Llopart, palabras, medallas y silencio
El conserje del Parque Nacional del Teide, en Tenerife, tenía un presentimiento, pero no quería revelarlo, sobre el destino de Llopart en los Juegos Olímpicos; lo veía desde la mañana recorriendo el asfalto para respirar, con los codos alzados, como un pato del Támesis, el aire más alto de España, y después lo escuchaba regresar, sin estruendo, al lugar del reposo. Lo miraba mientras pedía un cubalibre en la barra del bar y lo vislumbraba cuando se alejaba, veloz, hacia el teléfono, a cumplir la media hora cotidiana que el atleta concede a la expansión libre del sentimiento. A la misma hora, cada día, como un autómata animado saltaba Llopart de su asiento en el comedor o de su lugar de televidente; nadie había escuchado el timbre y era probable, incluso, que no hubiera sonado el teléfono, pero él poseía el sexto sentido de los solitarios y acudía con sus codos de pato salvaje a acodarse sobre la mesa de la recepción y a recibir con risas las buenas nuevas que le llegaban en catalán.Los turistas cultos en la historia actual del atletismo se interesaban por él, y él les contaba en algunos idiomas que conoce largas historias sobre las condiciones de su entrenamiento; fabricaba una especie de estrategia elegante y nunca hablaba mal de sus colegas; sí de la administración del deporte, que mantiene a los atletas con subvenciones de miseria y en condiciones que garantizan su pobreza económica cuando ya resulten inservibles para correr, levantar pesas o luchar con sus prójimos del mundo.
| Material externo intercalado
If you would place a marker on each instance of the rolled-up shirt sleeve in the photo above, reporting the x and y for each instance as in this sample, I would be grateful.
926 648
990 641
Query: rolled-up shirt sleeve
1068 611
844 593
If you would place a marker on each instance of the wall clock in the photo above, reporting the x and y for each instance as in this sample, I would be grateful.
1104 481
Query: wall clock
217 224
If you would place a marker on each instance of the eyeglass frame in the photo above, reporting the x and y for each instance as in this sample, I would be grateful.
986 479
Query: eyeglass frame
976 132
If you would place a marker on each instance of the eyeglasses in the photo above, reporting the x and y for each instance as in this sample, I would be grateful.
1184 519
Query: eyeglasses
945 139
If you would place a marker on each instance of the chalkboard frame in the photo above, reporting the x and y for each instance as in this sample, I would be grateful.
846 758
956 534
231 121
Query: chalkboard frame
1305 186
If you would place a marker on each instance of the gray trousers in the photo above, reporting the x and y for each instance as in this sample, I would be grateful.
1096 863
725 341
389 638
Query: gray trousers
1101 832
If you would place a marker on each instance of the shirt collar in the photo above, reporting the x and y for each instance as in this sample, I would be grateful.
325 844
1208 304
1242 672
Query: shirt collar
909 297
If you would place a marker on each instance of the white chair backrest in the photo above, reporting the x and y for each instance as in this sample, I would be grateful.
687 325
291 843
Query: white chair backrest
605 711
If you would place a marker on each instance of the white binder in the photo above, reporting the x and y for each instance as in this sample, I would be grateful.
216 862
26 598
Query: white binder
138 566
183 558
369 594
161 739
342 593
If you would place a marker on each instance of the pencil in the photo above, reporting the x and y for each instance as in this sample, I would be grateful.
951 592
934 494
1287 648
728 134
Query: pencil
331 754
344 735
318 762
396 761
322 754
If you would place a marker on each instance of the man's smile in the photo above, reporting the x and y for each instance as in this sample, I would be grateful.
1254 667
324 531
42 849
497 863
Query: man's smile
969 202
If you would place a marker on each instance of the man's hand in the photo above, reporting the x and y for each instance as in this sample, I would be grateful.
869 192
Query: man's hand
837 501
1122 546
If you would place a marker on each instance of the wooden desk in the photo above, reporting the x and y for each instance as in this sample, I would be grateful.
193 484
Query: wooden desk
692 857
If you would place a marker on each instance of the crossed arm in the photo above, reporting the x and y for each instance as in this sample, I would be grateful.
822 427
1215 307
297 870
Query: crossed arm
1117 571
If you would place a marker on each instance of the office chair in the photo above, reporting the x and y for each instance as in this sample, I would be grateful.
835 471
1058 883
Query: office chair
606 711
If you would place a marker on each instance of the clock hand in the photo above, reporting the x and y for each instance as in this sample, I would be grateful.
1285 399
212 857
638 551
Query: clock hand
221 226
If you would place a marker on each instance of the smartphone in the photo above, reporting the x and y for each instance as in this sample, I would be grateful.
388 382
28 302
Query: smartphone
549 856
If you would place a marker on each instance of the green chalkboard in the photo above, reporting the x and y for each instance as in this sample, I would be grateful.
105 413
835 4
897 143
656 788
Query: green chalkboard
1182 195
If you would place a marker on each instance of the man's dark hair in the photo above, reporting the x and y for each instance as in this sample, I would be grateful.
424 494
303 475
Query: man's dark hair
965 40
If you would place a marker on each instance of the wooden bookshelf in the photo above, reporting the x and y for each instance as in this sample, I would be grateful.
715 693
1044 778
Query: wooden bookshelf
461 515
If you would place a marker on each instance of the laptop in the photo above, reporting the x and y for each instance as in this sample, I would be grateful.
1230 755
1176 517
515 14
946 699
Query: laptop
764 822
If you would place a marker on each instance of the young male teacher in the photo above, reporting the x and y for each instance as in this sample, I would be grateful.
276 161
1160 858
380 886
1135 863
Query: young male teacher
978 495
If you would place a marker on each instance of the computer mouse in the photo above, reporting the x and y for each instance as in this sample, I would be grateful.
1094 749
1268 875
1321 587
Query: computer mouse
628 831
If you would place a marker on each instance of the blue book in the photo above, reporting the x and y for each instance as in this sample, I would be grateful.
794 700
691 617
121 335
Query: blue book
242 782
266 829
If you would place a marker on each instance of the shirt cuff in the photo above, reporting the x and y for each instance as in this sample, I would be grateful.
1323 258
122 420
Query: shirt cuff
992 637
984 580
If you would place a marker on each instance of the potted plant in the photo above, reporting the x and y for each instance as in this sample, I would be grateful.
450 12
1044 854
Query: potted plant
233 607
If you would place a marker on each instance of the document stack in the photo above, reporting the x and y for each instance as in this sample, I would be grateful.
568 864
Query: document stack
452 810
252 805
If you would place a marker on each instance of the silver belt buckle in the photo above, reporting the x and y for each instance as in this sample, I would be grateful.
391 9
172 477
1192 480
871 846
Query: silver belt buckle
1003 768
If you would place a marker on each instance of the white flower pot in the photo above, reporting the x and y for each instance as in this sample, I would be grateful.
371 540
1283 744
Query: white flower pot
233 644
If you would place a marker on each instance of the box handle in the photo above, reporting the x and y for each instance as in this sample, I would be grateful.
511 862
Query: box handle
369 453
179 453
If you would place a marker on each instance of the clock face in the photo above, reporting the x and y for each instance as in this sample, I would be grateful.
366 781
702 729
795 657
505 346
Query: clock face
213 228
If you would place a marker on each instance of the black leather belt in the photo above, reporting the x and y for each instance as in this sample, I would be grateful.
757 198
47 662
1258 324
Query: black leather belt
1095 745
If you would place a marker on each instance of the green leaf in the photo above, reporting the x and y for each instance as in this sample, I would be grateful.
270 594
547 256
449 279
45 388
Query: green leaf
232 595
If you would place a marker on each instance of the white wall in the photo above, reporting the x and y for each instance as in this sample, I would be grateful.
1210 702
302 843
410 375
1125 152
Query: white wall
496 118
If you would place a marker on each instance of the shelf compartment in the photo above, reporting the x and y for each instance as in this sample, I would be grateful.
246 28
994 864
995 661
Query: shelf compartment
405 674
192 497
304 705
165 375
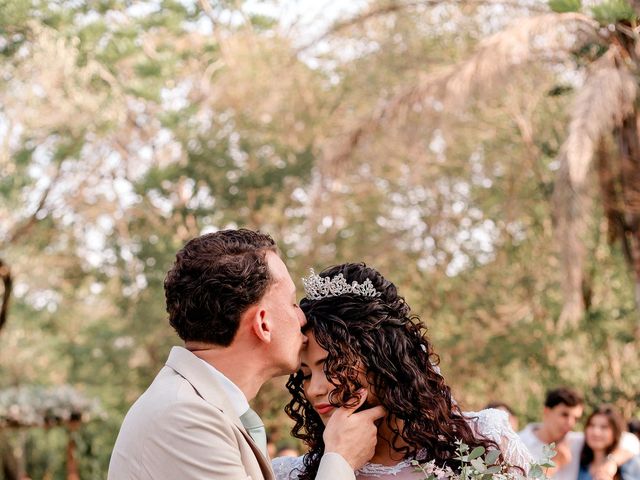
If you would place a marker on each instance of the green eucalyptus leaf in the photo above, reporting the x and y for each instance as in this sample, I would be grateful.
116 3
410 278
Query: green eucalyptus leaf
613 11
476 452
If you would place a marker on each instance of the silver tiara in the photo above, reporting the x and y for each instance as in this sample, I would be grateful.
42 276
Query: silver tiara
317 287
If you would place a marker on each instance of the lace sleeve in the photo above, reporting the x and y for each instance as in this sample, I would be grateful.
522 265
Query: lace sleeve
494 425
286 468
Él mismo, decía, ha perdido todas las posibilidades de escalar escalafones en su viejo trabajo de administrativo municipal, y se hallará, cuando termine de correr, con medallas o sin ellas, en el sitio que abandonó, ni un peldaño más.
Es un hombre flaco y locuaz que debe hablar consigo mismo mientras corre, pero que cuando se halla en sociedad habla, como un torrente, con los que le rodean, como hace el mimo Marcel Marceau cuando sale del escenario: los que han de andar mudos son incontenibles fuera del teatro de su trabajo principal. Y así, si se le veía con una cerveza entre las manos, explicaba el atleta las diversas teorías descubiertas por los alemanes para difundir mejor ese alcohol rubio, y si se le descubría ante sus cinco albaricoques diarios era capaz de subrayar de modo interminable las virtudes que fruta de tal naturaleza tiene a la hora de embadurnar de velocidad los músculos de los atletas de su condición.
En la falda del Teide, antes y después de sus 45 kilómetros solitarios, Llopart parecía Kim de la India, amigo de todo el mundo, como un ser seráfico que después del esfuerzo se distendía entre las violetas de Las Cañadas, oliendo la retama y hablando, hablando, hablando, salvando Qon la palabra la tremenda soledad del corredor que sabe que su propia carrera le dejará atrás, cargado de medallas y de silencio. El conserje del Teide le verá llegar como si lo hubiera soñado.